僕は何度か「他の釣りの修行のためにアジングを覚えた」と言う意見を聞いたことがあります。
実に的を射た意見だと思います。
アジングは他の釣りにはない魅力がたっぷりですが、他の釣りに繋がるいろんな技術を身につけることもできます。
今回は、他の釣りをメインに考えている人にどんなところがおすすめか、お伝えしようと思います。
感度に対する能力と知識が向上!
一番想像つきやすいメリットが、やはり手の感度の向上でしょう。
アジのアタリは非常に小さく、時にはほとんどわからないものもあります。このアタリという部分については、他の釣りを圧倒する難しさ。
ですが、アタリの量でいえば、アジングは非常に多い。
つまり、難しいアタリを連続で何ども経験することができるわけです。
音ゲーなどでもそうですが、最初難しくて何も叩けない曲も、何度かやってるうちにいつの間にか普通にできるようになる。週一でワンプレイする音ゲーマーより、一日何どもプレイする人のほうが上手くなるのは必然です。アジングも同じというわけです。

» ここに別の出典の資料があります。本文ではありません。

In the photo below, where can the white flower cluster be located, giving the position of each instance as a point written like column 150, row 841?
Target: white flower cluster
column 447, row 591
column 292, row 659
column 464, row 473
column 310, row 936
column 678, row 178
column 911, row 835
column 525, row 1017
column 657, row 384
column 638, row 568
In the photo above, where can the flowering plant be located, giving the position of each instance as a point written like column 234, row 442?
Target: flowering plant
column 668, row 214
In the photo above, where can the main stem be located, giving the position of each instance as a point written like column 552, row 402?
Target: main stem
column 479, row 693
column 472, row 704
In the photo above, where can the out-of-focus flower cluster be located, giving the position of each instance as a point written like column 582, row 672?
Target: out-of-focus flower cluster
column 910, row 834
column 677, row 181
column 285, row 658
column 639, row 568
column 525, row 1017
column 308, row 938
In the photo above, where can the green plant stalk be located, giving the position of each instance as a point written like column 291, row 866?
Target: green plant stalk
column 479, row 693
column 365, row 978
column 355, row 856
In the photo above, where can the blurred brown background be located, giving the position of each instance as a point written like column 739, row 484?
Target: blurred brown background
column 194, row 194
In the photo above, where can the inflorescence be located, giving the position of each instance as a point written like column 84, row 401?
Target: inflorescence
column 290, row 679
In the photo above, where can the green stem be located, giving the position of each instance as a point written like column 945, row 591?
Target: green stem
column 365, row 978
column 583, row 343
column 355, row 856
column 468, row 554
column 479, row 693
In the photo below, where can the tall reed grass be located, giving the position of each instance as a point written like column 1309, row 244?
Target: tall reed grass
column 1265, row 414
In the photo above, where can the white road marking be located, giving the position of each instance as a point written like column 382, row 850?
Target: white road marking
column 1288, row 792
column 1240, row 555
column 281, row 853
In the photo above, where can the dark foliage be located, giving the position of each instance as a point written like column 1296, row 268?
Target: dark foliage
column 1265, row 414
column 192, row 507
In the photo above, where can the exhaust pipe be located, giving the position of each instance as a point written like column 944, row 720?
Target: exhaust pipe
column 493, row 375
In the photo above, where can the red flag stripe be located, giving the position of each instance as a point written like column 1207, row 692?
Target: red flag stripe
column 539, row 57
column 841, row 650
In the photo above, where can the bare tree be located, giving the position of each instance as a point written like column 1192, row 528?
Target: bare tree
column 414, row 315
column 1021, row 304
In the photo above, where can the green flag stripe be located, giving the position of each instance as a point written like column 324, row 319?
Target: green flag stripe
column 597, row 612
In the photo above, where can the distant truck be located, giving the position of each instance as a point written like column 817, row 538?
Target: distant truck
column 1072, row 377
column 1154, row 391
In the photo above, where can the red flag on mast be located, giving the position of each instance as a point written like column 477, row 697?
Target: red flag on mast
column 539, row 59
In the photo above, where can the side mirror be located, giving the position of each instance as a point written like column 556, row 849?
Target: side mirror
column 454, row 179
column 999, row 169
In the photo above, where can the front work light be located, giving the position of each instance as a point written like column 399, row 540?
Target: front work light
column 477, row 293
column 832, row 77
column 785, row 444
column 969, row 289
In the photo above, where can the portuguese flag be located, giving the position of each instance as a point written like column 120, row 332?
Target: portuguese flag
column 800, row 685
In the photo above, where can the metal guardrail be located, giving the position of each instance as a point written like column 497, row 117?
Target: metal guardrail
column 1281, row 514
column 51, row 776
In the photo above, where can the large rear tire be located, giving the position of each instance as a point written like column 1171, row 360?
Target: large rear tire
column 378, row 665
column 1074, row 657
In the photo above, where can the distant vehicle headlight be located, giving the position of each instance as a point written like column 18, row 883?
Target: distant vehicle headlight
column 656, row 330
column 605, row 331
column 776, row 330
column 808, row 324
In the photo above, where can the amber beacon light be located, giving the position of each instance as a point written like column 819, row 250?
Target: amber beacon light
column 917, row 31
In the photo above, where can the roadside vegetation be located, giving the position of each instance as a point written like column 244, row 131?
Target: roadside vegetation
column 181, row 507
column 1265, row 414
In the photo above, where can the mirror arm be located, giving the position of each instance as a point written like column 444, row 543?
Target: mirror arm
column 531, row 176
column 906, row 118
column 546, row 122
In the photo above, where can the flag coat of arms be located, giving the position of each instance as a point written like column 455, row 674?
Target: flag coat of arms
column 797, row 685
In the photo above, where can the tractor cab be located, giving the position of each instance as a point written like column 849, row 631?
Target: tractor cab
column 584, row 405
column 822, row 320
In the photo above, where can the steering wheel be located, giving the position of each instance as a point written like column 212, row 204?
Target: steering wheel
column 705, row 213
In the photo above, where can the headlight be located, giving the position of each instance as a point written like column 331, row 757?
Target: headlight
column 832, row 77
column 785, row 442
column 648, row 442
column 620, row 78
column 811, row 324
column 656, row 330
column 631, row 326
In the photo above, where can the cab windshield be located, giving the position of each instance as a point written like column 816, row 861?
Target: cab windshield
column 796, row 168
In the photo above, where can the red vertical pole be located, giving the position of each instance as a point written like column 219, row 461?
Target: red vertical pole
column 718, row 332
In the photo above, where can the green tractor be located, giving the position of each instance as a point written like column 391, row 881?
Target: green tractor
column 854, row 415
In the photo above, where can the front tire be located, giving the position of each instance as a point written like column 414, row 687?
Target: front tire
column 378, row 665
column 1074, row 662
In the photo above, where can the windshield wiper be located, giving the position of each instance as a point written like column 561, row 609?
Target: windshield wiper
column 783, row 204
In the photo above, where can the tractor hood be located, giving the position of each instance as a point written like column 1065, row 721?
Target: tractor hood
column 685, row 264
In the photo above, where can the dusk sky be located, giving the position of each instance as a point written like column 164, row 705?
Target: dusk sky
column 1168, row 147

アジは食い上げによる手元に来ないアタリもある。難易度が高いけど、アジングのアタリに慣れれば、他の釣りにも活かせるでしょうね
限界突破 大物とのやりとりがうまくなる!
アジングで使うラインは非常に細く、なんだったら髪の毛ほどの強度だったりします。
ぶっちゃけ、僕のようなジムもまともに続かない隠キャタヌキでも、エステルならラインカッターいらずで切れます。
そんなアジングでもたまにかかる大物ゲスト。シーバス、根魚、ヒラメとかラインの限界を超えた相手なんていくらでもきます。
それらにラインを切らせずやりとりするなら、どうすればいいか。ドラグを締めるべきか緩めるべきか。竿は立てるか寝かせるか。どっちに引っ張るべきか。
そして、どうしたらラインが切れるか。
これがわかれば、他の釣りでも必ず活かせます。

タヌキはラインが切れそうな相手がかかったときにどうしてるの?

アジングの場合ドラグは緩めが基本だから、無理に締めず、引っ張らず、一旦流しながら一定の張力を保ちます。これは人間でいえば1kgのダンベルを20分持っていろと言ってるようなもの。余裕だけど疲れますよね? 疲れたら当然疲れにくい方向……魚相手に話を戻せば釣り人側に頭を向けさせるってわけです。
そうしながら相手の正体を引きの感触で推理し、シーバスなら泳ぐ方向に合わせて引く方向をあわせ、より確実に釣り人側に誘導し、ランディングネットで取ります。

ネットがない時はブッコ抜くしかないんだけど、このときは思い切りが重要よ。下手にゆっくり慎重にいけば、かえってラインブレイクを起こすわよ。
かと言って、竿を立てすぎると、今度は穂先が折れるから、注意ね。

他の釣りでもその辺りの技術はかわらないですが、根魚やチヌなら岩場などに潜り込む可能性が高くなるので、多少強引にいく必要性も発生します。深く潜ろうとする相手は竿を立てて頭を上に上げてやりましょう

ただし、無理は禁物だ。ラインブレイクならまだしも、竿が折れたら最悪だ。アジングロッドはとくに細く破損しやすいから、竿を90度以上後に倒さないようにするといいぜ

どうしようもない時はすっぱり諦めることも大切です。僕も巨大エイがかかった時は、とんでもない勢いでラインが出ていき、文字通り手も足も出なかったですから。
キャスティング能力がアップ!
軽いものを投げるのが上手くなれます。
キャスティングは重たいものほど投げやすいもの。
ビッグベイトなどの超大型のルアーは、それはそれでコツが必要ですが、軽いものを投げるよりは遥に簡単で慣れやすいです。
特にバスフィッシングはノーシンカーなどの軽いリグをたくさん使う上に、アジングよりキャストの正確さが常に求められます。

ノーシンカーってオモリがないってことだよね!? 投げられるの!?

ノーシンカーって言っても、バス釣りで使うワームは、アジングのジグ単よりは重いのよ。投げにくいことに変わりないけど、正確性を求めないなら、アジングよりは投げやすいわよ
まとめ どんな経験もつなげたもん勝ち
いかがでしたか?
釣りに限ったことではありませんが、経験とは違うジャンルでも活かせるものです。
元野球選手が、その体力と足腰の強さを活かして倉庫整理をしたり、工場でバリバリ活躍したり、パソコンしか使ったことのない人が、工場の切削機械を上手く扱えたり。
僕だってそうです。手旗信号がある程度わかるとかいう社会に活かせない技術だって、会話に盛り込んでコミュニケーション作りに活かすなんて方法もある。
スキルは自分のアイデア次第。みなさんもいろんなことに発展させてみてはいかがでしょうか?